O Grupo Huanyu fora criado por Lin Hao em Quanzhou durante uma missão, para disfarçar sua verdadeira identidade. Mesmo após deixar a cidade, a empresa continuou sob sua posse, administrada integralmente por Liu, seu ajudante.

Lin Hao nunca dera muita importância ao Grupo Huanyu, mas ao pensar na situação de Zhongling, percebeu que era hora de assumir o controle oficialmente, dar-lhe uma vida mais tranquila.

O grupo ficava no centro da cidade, o prédio inteiro abrigando diferentes subsidiárias. Quando chegou, era hora do almoço. Jiao Jiao, a responsável pela empresa, já o aguardava na entrada.

— Xiao Liu, vá providenciar a hospedagem e envie o endereço para o meu telefone — ordenou Lin Hao, pedindo ao ajudante que fosse embora com o carro antes de entrar na empresa.

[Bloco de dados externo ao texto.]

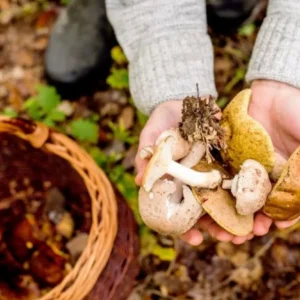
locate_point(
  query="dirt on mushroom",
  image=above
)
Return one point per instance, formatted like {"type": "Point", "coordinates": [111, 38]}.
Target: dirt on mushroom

— Jovem senhor, sou a responsável pelo Grupo Huanyu, diretora executiva, Jiao Jiao — apresentou-se ela, vestida de maneira profissional, cabelos presos, saltos nos pés, recepcionando Lin Hao.

— Não entendo muito de administração, prefiro que você cuide de tudo. E mantenha minha identidade em segredo — disse Lin Hao, com frieza. Se Zhongling soubesse que ele era o presidente do conselho, certamente se afastaria ainda mais.

Jiao Jiao, sensata, assentiu:

— Perfeitamente, jovem senhor. Aqui estão as principais empresas com potencial em Quanzhou; fiz uma triagem dos projetos imobiliários. Pode selecionar entre essas.

Lin Hao folheou os documentos e parou na ficha da Dongfeng Tecnologia, apontando para o contrato:

— Cancele a parceria com Dongfeng e inclua a família Qin de Quanzhou. A parte de decoração do projeto ficará com Zhongling.

— Entendido — respondeu Jiao Jiao, um brilho nos olhos enquanto recolhia o contrato para dar as ordens.

Devia ter sido alguém da Dongfeng que ofendeu o jovem senhor. Perderam a parceria. Mas para Huanyu, não faltavam opções. Empresas pequenas como Dongfeng nem eram levadas em conta.

— Aproveite e investigue quem foi que, há cinco anos, drogou Zhongling — ordenou Lin Hao, o olhar gélido, tornando o ambiente mais frio.

Cinco anos atrás, Lin Hao só teve tempo de registrar o casamento com Zhongling antes de partir em missão, mas agora via que tudo fora uma armadilha: ela fora drogada, levada a passar uma noite com ele, depois deserdada, expulsa da família, destituída de seus direitos. Tudo muito conveniente, mas, na verdade, um plano.

Por sorte, o homem com quem Zhongling cruzou naquela noite foi ele; do contrário, as consequências seriam desastrosas.

Qualquer ameaça contra Zhongling seria eliminada por ele, uma a uma.

Ao mesmo tempo, Han Qiang levava Mengxue de carro até a sede da Huanyu.

— Olha, Mengxue, esse é seu namorado? Que bonito! E já tem um BMW nessa idade, que inveja! — comentou a recepcionista, surpresa ao vê-los.

Mengxue sorriu, orgulhosa:

— Isso não é nada. O jovem Han logo vai fechar um projeto de milhões com a Huanyu. Mas ouvi dizer que o novo presidente vem hoje inspecionar a empresa. Não o viram por aqui?

— Que sorte a sua, ter um namorado empresário e ainda fechar contrato com a nossa empresa — elogiou a recepcionista, lançando outro olhar para Han Qiang. — A diretora Jiao acabou de subir com ele. Pena que fui buscar meu almoço, não vi quem era. Ouvi dizer que o presidente é de sobrenome Lin e acabou de voltar de outra cidade.